Actually I was working on this limit problem last night but couldn't make any sense of it.

\begin{eqnarray*}
& & \lim_{\sigma\rightarrow 0^+} \frac{1}{\sigma + j \omega} \\
\end{eqnarray*}

Anyway, the following expression which I mentioned in my first post in this thread:

is a solution to the differential equation y′′(t)+2y′(t)+10y(t)=10. The Laplace transform of expression is Y(s)=(4s+8) / (s²+2s+10). Later I was able to see that the expression, y(t)=1-(1/3)e^-t*sin(3t)-e^-t*cos(3t), doesn't have Fourier transform since the expression does not converge.

To resolve the issue, I instead used the differential equation, y′′(t)+2y′(t)+10y(t)=0. Its solution is y(t)=4e^-tcos(3t)+1.333e^-t*sin(3t). In this case y(t) converges and has Fourier transform. The laplace transform is Y(s)=(4s+8) / (s²+2s+10)
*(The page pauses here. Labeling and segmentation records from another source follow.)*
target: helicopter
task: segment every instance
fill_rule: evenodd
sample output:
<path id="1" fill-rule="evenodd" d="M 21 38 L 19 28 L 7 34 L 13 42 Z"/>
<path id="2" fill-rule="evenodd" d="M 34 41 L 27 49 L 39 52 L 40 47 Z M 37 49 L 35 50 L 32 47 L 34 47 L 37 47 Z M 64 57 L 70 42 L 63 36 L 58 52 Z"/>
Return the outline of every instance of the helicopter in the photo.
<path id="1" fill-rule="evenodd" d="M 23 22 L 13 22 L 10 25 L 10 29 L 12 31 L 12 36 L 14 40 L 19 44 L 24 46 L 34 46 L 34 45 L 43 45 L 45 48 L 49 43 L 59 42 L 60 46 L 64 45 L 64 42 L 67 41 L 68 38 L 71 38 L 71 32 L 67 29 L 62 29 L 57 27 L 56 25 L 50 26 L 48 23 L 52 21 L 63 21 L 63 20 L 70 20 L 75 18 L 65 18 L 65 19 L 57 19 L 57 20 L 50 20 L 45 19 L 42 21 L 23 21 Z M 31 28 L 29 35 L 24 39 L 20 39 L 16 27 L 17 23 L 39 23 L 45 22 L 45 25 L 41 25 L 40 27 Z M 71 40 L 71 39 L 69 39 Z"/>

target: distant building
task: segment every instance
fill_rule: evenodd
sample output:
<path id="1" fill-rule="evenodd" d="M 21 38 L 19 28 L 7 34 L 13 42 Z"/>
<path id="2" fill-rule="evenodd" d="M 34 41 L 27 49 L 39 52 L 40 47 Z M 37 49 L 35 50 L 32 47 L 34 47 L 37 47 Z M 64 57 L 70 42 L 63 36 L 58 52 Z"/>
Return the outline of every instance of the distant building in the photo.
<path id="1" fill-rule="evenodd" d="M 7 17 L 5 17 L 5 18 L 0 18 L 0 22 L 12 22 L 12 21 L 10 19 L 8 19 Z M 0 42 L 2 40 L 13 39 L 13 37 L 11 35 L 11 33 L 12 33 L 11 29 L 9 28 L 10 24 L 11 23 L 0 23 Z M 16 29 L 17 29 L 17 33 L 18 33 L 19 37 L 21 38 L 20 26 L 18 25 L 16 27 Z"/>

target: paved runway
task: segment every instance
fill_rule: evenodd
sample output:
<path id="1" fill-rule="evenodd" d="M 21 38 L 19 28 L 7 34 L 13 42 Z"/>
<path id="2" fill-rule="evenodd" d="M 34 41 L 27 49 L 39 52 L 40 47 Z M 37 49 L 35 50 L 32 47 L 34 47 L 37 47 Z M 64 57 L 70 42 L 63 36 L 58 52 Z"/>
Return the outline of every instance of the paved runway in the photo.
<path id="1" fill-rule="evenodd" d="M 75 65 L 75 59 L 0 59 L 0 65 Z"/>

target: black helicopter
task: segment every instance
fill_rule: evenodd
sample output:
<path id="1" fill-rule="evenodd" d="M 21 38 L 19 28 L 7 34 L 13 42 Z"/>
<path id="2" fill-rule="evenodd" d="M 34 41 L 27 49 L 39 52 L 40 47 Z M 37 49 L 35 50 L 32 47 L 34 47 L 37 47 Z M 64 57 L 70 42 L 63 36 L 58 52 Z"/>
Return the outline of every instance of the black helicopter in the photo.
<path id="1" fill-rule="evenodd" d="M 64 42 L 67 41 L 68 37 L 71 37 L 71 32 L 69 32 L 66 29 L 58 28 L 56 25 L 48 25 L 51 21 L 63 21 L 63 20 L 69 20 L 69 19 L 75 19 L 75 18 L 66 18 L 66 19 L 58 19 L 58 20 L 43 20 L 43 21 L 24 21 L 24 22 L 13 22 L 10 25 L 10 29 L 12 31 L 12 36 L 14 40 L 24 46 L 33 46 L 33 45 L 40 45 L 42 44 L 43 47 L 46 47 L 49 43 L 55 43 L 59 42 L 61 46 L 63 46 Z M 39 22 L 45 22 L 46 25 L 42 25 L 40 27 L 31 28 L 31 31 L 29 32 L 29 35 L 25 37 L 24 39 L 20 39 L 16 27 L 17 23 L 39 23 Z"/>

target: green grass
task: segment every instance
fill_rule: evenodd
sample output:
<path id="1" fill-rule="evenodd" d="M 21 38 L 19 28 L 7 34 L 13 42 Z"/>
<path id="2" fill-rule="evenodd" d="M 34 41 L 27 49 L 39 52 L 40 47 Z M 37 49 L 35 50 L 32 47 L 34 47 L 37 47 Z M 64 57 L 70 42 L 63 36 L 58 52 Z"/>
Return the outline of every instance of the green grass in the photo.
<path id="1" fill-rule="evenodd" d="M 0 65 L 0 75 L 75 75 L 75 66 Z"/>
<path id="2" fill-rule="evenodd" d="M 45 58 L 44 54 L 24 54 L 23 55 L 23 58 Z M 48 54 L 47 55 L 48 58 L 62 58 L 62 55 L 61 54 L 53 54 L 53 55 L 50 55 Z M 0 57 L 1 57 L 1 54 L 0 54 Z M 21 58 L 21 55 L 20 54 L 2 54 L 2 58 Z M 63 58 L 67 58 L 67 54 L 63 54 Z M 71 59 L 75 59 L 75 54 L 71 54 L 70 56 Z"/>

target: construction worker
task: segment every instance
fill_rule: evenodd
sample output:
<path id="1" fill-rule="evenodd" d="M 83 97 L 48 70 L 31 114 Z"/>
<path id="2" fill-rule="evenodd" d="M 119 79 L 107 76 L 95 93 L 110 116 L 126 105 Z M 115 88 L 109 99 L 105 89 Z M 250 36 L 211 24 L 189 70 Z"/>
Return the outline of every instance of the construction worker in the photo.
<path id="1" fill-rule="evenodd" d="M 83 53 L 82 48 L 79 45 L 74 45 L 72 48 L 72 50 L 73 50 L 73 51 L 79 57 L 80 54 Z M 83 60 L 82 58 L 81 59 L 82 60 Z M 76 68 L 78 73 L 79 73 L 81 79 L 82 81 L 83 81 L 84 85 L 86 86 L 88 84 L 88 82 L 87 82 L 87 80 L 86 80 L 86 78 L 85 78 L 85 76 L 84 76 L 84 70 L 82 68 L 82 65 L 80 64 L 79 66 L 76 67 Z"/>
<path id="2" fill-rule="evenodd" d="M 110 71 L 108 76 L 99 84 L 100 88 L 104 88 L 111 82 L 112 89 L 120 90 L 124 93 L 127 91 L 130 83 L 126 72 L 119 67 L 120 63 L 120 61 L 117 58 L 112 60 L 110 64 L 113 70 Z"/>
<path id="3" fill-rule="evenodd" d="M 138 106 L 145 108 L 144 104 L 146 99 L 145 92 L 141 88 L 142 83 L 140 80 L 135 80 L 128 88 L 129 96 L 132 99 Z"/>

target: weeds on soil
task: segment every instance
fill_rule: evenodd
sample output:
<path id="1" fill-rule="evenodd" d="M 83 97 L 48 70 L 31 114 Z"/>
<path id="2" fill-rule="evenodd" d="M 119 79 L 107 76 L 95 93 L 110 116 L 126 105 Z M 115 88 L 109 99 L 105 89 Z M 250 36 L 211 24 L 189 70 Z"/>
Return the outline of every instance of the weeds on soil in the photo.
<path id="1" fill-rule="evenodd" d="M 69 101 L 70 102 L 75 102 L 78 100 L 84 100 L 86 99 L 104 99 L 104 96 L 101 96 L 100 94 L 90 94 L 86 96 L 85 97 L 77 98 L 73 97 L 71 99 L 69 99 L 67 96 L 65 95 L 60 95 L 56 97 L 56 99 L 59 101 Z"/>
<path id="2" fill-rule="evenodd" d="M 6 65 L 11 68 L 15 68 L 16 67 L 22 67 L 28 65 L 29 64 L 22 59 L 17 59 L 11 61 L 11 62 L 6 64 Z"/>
I was able to solve it and code it successfully. I didn't share the solution here because I had to change the original differential equation to a new one whose solution, y(t), converges, as stated above.

Thank you!

 

[jasonRF]

Actually I was working on this limit problem last night but couldn't make any sense of it.

\begin{eqnarray*}
& & \lim_{\sigma\rightarrow 0^+} \frac{1}{\sigma + j \omega} \\
\end{eqnarray*}

It is not easy. What that relation means is that for any "nice" function $\phi(\omega)$,
$$
\lim_{\sigma\rightarrow 0^+} \int_{-\infty}^{\infty} \frac{\phi(\omega)}{\sigma + j\omega} d\omega = \pi \phi(0) + \lim_{\epsilon\rightarrow 0^+}\left[ \int_{-\infty}^{-\epsilon} \frac{\phi(\omega)}{j\omega} d\omega + \int_{\epsilon}^\infty \frac{\phi(\omega)}{j\omega} d\omega \right]
$$

There are two standard ways of proving this. Perhaps the most common one for physicists and engineers uses contour integration from the theory of complex variables. A second way to prove it uses the theory of generalized functions, also called distribution theory. The different proofs will require different properties of the function $\phi(\omega)$ (that is, different definitions for what "nice" means).

Unless you are really familiar with complex variables and/or distribution theory, cases like $u(t)$ are better solved by directly computing the Fourier transform, since you should be able to just look up the answer in a table. That is why I think your approach of taking the Laplace transform then trying to transform it to a Fourier transform is not a good one in general. If you want the Fourier transform, just take Fourier transform. Why mess with the Laplace transform at all?

Jason

 

[PainterGuy]

That is why I think your approach of taking the Laplace transform then trying to transform it to a Fourier transform is not a good one in general. If you want the Fourier transform, just take Fourier transform. Why mess with the Laplace transform at all?

Thank you for the advice. I was making it more complicated. I'm not familiar with complex variables and/or distribution theory but I understand it now.